If the technology already exists, you can allow participants to see it and ask questions. For example, the municipality’s Computer Vision team brought a real-life scan bike to the first session of its citizen panel. If the AI system does not have a physical element, you can do a virtual demo. 

  • Break it down 

If the participation concerns an algorithm, for example, with a risk of bias, break down the algorithm into the data that goes into it and the variables it considers. As was the case with the Slimme Check algorithm, this allows paticipants to more easily understand and discuss what elements go into decision-making. 

  • Don’t focus on the AI 

If the AI is being applied to an existing process, focus on the process itself, especially if it is something that participants are familiar with. Then, you can address how the technology would impact that process.  
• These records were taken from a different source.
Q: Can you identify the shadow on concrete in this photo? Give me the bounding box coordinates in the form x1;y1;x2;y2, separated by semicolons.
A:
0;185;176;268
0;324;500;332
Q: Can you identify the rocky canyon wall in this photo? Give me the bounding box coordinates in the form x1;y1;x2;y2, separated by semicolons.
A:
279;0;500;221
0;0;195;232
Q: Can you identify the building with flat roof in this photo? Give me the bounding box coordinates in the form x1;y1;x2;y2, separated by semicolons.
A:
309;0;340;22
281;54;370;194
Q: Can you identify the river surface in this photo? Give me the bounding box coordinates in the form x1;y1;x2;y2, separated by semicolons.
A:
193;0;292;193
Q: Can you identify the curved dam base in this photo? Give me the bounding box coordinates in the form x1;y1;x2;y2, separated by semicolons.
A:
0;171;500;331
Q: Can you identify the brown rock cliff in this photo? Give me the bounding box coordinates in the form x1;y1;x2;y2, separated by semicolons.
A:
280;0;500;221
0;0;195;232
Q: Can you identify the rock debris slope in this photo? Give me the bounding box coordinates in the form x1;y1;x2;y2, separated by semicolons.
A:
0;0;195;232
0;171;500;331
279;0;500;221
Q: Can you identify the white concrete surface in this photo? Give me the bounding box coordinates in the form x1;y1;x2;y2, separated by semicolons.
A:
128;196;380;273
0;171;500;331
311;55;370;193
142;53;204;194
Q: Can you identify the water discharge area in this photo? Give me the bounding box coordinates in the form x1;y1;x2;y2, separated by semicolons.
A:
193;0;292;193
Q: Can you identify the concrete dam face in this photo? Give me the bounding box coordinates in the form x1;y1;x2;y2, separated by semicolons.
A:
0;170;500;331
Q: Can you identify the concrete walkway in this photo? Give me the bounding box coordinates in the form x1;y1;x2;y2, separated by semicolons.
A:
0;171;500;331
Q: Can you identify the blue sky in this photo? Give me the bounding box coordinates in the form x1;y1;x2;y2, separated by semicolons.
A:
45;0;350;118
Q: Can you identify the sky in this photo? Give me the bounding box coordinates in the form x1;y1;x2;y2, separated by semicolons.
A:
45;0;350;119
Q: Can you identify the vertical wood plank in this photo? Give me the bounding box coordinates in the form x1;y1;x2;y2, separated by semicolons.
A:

In conclusion, the perceived complexity of AI adds to the importance of communicating about your projects in a way that's  approachable for citizens.  Even those without technical knowledge should be able to understand the impact of the technology, and participate in a meaningful way.  The conceptual framework of meaningful transparency on AI, alongside the practical experiences of the municipality's past participation efforts, present valuable insights on making AI projects more approachable for citizen participation.

 

References

1. Alfrink, K., et al. Contestable Camera Cars: A Speculative Design Exploration of Public AI That Is Open and Responsive to Dispute. In Proceedings of the 2023 CHI Conference on Human Factors in Computing Systems (CHI ’23), April 23–28, 2023, Hamburg, Germany. 

2. Fumega, SCivic engagement, inclusive data and AI: some questions to be asked. Artificial intelligence in the city: Building civic engagement and public trust. Centre for Interdisciplinary Research on Montréal, McGill University. 

3. Challis, L. D. The Citizens’ Strain to See Through Transparency: Exploring Reciprocity As an Alternative in the Smart City of Amsterdam. University of Twente. 

4.  Alfrink, K., et al. Designing a Smart Electric Vehicle Charge Point for Algorithmic Transparency: Doing Harm by Doing Good?